Bern

Keine Sympathien für Stadtnomaden-Zone im Westen

Von Matthias Raaflaub. Aktualisiert am 06.12.2011 1 Kommentar

Die Quartierkommission Bümpliz/Bethlehem spricht sich mehrheitlich gegen eine «Zone für Wohnexperimente» in Riedbach aus.

Werden die Stadtnomaden sesshaft? Der künftige Standort bleibt umstritten.

Werden die Stadtnomaden sesshaft? Der künftige Standort bleibt umstritten.
Bild: Adrian Moser

Am QBB Forum vom Montagabend hat die Quartierkommission Bümpliz /Bethlehem zur geplanten Zone für Wohnexperimente in Riedbach Stellung genommen. Sie wird der Stadtverwaltung kein einstimmiges Votum übergeben.

Allerdings lehnt die deutliche Mehrheit der Delegierten den Zonenplan ab. Weil schon in der vorbereitenden Arbeitsgruppe unterschiedliche Meinungen vorherrschten, lag kein eindeutiger Antrag vor. Die Delegierten stimmten separat über Pro- und Kontra-Argumente ab. Die Stellungnahme der QBB unterscheidet zudem zwischen grundsätzlichen Argumenten zur Schaffung einer solchen Zone und Argumenten für und wider den Standort Riedbach – angrenzend an zwei Bauernhöfe und die Schiessanlage.

Unliebsames Anliegen werde in den Westen «abgeschoben»

QBB-Geschäftsführerin Nathalie Herren und Präsident Bernardo Albisetti liessen keine ausführliche Diskussion zu, was im Sinne der Delegierten war. «Die Meinungen sind ja wohl schon lange gemacht», sagte Herren. «Wir werden mit Sicherheit noch die Möglichkeit haben, über diese Zone abzustimmen», ergänzte Albisetti im Hinblick auf die nötige städtische Volksabstimmung.

Im Grundsatz unterstützen 13 Delegierte die Argumente gegen eine Zone für experimentelles Wohnen, 5 die Argumente dafür. In der QBB-Eingabe wird unter anderem darauf hingewiesen, dass ein unliebsames Anliegen in den Westen «abgeschoben» werde; oder, dass die Stadtnomaden, für welche diese Zone vorrangig entstehen soll, mit Besetzungen seit Jahren Recht verletzten.

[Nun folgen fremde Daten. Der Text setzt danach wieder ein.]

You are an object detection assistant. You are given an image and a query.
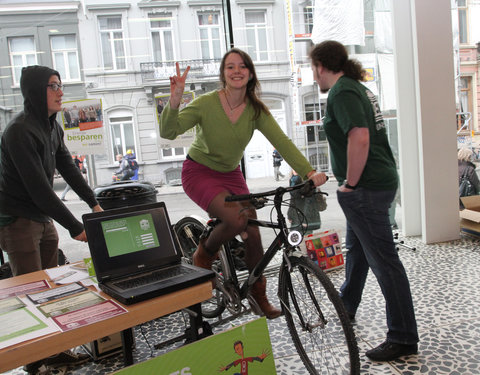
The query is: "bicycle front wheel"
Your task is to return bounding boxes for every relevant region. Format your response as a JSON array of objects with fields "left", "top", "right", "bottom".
[
  {"left": 173, "top": 216, "right": 225, "bottom": 319},
  {"left": 279, "top": 257, "right": 360, "bottom": 374},
  {"left": 173, "top": 216, "right": 205, "bottom": 264}
]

Im Hinblick auf den Standort fiel das Votum mit 15 Voten dagegen und nur einer Stimme für den geplanten Zonenplan noch deutlicher aus. Es dominieren raumplanerische Vorbehalte und Sympathien mit den angrenzenden Bauernbetrieben. «Wir sind verpflichtet, hier für die Minderheit einzustehen», sagte ein Votant. Bereits hat der Verein «Heit Sorg zu Bärn» bekannt gegeben, dass er den Zonenplan ablehnt. (Der Bund)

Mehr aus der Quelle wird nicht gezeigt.